The Emergence of Iranian Nationalism: Race and the Politics of Dislocation



Speaker: Reza Zia-Ebrahimi 

Reza Zia-Ebrahimi discusses the origins of racial forms of Iranian nationalism by revisiting the work of Fath’ali Akhundzadeh and Mirza Aqa Khan Kermani, two Qajar-era intellectuals. In their efforts to make sense of Iran's shortcomings in the nineteenth century, these thinkers advanced an ideology Zia-Ebrahimi terms as "dislocative nationalism," in which pre-Islamic Iran is cast as a golden age, Islam is reinterpreted as an alien religion, and Arabs are represented as implacable others. Dislodging Iran from its empirical reality and tying it to Europe and the Aryan race, this ideology remains the most politically potent form of identity in Iran. Zia-Ebrahimi highlights Akhundzadeh and Kermani's nationalist reading of Iranian history that has been drilled into the minds of Iranians since its adoption by the Pahlavi state in the early twentieth century. 

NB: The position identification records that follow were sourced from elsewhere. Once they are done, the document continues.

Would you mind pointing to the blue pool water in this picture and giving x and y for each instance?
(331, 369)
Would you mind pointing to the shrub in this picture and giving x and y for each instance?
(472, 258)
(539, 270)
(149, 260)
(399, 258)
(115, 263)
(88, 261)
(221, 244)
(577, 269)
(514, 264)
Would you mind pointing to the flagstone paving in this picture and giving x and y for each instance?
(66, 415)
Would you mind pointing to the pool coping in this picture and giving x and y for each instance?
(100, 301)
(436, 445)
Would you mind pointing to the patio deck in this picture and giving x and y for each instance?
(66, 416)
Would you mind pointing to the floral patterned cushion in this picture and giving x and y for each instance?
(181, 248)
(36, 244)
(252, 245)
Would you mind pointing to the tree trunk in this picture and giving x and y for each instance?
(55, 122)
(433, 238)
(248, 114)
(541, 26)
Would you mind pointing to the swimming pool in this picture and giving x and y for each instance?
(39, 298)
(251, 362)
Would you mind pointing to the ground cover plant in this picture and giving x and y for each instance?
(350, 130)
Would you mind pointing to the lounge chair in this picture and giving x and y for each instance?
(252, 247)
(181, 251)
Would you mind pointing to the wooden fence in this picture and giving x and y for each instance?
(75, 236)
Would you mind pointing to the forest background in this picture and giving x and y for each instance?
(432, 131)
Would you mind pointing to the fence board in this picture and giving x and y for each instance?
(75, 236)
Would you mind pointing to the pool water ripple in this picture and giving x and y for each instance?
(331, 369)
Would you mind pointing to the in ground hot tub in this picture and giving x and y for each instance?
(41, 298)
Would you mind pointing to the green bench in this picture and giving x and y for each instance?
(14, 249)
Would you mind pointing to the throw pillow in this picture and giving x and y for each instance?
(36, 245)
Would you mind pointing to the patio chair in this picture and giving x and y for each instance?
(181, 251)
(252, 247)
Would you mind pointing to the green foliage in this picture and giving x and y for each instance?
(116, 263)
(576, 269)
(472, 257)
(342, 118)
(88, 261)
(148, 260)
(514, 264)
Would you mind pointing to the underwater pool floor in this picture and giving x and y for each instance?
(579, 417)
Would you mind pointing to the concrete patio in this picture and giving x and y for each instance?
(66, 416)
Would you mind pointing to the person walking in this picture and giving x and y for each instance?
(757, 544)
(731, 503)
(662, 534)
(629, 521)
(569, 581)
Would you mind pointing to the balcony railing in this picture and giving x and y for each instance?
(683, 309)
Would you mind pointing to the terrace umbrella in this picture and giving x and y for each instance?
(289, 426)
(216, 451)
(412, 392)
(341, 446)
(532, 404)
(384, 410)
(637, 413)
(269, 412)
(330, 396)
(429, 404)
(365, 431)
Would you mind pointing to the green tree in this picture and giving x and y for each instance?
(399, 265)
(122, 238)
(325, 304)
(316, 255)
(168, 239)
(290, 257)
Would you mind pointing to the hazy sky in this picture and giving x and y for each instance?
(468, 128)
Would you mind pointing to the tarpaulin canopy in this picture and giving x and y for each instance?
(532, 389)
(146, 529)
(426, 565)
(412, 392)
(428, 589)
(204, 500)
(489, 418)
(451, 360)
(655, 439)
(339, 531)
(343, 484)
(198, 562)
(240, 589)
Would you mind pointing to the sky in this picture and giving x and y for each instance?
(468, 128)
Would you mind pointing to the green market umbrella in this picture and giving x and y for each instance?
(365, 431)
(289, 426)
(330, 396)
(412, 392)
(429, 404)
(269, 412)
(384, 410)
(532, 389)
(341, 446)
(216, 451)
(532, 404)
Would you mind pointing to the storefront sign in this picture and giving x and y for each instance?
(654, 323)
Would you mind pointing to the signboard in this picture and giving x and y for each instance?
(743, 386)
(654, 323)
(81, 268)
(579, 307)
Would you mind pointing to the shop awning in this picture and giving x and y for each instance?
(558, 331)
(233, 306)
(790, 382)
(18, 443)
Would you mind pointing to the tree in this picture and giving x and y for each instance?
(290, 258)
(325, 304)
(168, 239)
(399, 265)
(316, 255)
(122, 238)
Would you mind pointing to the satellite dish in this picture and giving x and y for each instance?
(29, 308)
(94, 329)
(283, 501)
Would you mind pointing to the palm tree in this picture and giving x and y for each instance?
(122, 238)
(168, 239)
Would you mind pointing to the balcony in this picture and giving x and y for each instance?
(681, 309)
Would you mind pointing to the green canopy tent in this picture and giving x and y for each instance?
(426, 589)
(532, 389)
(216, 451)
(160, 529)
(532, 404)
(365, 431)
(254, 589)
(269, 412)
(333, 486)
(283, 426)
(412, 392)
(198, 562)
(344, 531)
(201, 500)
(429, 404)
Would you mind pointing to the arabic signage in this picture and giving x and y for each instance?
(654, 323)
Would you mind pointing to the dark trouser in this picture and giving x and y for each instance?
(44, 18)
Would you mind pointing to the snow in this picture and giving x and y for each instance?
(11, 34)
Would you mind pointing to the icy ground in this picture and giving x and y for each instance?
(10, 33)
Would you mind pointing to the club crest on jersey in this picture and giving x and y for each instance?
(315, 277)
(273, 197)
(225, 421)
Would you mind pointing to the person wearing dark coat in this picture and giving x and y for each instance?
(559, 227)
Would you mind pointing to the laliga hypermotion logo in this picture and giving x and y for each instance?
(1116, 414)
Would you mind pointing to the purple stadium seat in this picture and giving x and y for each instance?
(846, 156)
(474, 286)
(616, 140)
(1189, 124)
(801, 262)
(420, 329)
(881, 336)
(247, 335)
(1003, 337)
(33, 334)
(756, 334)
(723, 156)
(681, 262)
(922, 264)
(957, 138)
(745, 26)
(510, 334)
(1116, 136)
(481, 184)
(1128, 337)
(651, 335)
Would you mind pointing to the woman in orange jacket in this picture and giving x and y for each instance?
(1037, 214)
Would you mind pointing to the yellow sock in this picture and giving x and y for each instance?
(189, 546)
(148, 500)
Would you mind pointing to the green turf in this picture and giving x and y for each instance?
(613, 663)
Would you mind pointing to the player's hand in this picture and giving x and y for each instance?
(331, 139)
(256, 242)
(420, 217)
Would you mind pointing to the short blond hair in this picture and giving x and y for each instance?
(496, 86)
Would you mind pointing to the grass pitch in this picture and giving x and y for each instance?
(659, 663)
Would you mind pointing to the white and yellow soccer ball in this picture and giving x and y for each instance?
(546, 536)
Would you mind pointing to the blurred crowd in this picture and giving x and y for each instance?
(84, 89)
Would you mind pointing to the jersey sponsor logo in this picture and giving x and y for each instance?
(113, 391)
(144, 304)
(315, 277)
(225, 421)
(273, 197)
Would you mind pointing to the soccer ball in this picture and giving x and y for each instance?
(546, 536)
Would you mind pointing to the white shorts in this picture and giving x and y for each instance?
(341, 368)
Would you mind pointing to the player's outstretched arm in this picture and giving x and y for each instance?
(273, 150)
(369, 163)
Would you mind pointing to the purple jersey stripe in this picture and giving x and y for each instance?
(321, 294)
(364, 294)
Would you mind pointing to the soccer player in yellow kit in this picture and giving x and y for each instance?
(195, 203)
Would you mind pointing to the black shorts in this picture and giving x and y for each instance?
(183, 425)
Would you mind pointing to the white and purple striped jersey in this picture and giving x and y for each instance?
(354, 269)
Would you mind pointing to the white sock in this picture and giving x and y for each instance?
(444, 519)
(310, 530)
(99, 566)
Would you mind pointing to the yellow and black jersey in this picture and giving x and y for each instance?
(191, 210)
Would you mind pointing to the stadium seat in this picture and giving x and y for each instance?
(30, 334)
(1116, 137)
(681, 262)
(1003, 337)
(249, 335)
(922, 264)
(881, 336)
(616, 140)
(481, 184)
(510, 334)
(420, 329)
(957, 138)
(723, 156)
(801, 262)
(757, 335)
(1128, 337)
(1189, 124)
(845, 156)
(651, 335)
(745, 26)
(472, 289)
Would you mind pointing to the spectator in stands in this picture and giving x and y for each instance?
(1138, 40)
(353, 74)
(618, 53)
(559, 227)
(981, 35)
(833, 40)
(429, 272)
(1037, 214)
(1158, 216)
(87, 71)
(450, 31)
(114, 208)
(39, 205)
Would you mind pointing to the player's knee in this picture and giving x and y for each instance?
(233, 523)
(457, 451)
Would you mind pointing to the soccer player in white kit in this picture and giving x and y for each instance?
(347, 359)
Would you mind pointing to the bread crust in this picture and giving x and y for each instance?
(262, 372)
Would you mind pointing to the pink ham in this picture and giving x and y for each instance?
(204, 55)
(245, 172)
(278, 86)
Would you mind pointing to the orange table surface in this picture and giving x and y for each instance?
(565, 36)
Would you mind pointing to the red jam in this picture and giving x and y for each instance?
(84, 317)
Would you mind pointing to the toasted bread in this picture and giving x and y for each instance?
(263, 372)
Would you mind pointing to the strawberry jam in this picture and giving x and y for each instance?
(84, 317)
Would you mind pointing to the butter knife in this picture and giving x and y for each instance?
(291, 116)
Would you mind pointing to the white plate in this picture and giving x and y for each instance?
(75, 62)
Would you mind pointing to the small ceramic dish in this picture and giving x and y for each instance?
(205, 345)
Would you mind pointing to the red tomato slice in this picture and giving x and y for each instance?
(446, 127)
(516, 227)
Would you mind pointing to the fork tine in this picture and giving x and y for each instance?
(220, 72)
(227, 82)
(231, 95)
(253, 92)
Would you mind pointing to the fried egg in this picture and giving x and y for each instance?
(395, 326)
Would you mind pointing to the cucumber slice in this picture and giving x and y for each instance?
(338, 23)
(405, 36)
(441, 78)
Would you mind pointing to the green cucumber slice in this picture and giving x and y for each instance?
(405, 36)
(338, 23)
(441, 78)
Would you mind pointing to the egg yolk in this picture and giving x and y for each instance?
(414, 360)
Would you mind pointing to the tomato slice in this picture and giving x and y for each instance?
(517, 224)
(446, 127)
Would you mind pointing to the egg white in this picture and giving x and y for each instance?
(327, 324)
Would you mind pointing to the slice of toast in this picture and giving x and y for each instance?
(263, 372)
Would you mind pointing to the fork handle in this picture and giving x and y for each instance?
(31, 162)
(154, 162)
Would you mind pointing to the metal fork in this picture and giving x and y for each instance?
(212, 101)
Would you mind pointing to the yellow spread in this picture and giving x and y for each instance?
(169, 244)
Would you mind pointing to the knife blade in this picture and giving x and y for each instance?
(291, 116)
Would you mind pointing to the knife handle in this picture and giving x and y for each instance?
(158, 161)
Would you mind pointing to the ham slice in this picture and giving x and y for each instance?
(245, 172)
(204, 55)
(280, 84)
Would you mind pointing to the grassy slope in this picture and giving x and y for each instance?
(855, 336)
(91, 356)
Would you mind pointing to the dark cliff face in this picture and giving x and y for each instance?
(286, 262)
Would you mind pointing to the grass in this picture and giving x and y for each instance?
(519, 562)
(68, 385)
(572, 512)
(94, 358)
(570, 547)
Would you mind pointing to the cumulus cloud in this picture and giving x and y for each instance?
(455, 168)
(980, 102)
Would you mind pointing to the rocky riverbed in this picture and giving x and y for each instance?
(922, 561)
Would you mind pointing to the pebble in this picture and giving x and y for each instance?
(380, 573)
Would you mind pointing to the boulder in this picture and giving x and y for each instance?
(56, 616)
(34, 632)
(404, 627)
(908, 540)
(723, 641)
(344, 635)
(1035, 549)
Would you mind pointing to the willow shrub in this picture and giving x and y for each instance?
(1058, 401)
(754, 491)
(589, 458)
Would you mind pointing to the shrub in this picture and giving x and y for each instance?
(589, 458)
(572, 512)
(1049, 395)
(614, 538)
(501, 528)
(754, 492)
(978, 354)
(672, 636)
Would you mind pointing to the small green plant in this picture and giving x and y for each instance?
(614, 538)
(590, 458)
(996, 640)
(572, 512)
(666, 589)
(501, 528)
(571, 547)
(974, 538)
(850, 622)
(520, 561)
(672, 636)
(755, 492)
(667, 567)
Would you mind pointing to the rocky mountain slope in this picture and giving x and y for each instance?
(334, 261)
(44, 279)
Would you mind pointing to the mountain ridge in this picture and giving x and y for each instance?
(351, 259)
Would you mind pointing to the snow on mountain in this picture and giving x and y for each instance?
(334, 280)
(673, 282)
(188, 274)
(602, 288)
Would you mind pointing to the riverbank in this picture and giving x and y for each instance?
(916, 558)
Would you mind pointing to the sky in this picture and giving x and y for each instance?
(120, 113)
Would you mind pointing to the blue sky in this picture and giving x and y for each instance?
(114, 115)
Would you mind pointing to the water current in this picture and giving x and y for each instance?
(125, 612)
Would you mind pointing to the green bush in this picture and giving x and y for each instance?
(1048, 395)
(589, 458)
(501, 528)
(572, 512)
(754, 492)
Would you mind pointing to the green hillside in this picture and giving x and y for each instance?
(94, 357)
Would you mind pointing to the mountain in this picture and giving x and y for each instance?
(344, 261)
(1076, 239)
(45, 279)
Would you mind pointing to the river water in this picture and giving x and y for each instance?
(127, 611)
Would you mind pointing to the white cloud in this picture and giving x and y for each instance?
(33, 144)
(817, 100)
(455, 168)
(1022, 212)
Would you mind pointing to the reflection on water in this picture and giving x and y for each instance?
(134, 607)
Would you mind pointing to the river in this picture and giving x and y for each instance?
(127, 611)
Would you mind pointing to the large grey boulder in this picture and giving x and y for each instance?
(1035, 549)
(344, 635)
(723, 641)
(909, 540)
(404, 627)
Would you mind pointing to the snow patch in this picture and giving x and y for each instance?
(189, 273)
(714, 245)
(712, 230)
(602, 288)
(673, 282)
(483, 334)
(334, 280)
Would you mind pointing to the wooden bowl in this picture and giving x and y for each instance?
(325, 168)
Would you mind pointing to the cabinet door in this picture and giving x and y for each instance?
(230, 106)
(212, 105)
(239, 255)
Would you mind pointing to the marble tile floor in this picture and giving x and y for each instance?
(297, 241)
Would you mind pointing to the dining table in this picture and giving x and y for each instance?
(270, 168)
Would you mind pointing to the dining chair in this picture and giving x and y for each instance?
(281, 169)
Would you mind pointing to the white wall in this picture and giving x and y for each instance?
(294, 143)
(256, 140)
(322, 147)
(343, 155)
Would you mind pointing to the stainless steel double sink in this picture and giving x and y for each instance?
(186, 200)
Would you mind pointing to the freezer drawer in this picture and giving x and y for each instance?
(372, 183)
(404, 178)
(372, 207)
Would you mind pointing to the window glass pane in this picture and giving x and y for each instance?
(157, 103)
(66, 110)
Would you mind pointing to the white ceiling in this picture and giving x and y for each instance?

Reza Zia-Ebrahimi is Senior Lecturer (Associate Professor) in History at King’s College London. He was born in Iran and grew up in Switzerland before being naturalized a Londoner. He completed his doctorate at the University of Oxford (St. Antony’s College) in what is still nostalgically called ‘Oriental Studies’. His research lies at the intersection of modern world history and ethnic studies, and he has widely published on Iranian articulations of nationalism. He currently works on a diachronic history of modern antisemitism and Islamophobia in Western Europe, with particular focus on the interlinkages between conspiracy theories and ideas of race.